AS A PROFESSOR, HOW DO YOU CONNECT WITH YOUR OWN STUDENTS AND COLLEAGUES? WHAT TOOLS DO YOU USE TO BRING THE BEST OUT IN ALL OF THEM?
Dr. Michael Eric Dyson: You have to have an open mind; you have to have the ability to innovate. You have to have creativity at the forefront of your academic regimen. A little humorous self-deprecation is always good. An identification with the culture of younger generations is good. If they know I’m interested in their culture, they tend to be more open to my insights about “my” culture. I write books, engage in the practices of a tenured professor, and try to be as intellectually rigorous as possible as a scholar. You have your mission; you’re out there to effect change.
WHAT ADVICE WOULD YOU GIVE TO OUR STUDENTS, ALUMNI, AND FACULTY MEMBERS WHO ALSO WANT TO COMMUNICATE THEIR OWN MESSAGES OF SOCIAL CHANGE?

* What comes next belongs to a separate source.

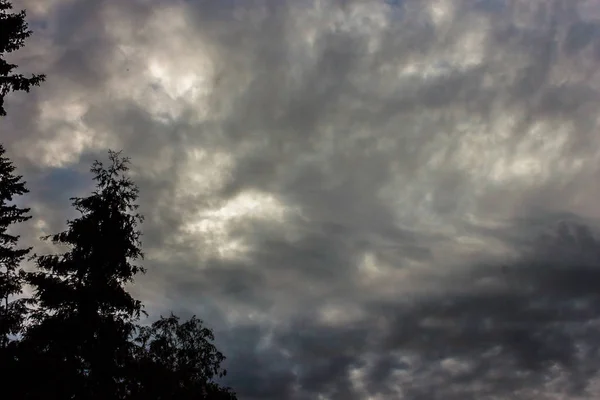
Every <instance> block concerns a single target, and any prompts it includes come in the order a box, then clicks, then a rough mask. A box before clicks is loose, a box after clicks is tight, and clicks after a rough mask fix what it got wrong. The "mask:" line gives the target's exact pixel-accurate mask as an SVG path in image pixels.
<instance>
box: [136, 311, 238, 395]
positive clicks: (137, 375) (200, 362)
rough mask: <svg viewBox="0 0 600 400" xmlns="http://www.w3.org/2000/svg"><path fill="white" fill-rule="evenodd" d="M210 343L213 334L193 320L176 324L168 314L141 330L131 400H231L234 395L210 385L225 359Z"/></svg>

Dr. Michael Eric Dyson: The obsession with learning is important: The desire to want to know and to expand the parameters of your knowledge and the desire to facilitate social change by becoming well-informed so that you can have empirical proof, the data at hand to engage in the examination of ideas, practices, or behaviors that are taken for granted. I think the online community opens up horizons of opportunity for people who might not otherwise get a chance to go to school, and I’m all for that. That’s what my life is about as well—opening up horizons of opportunity for people who are otherwise left out.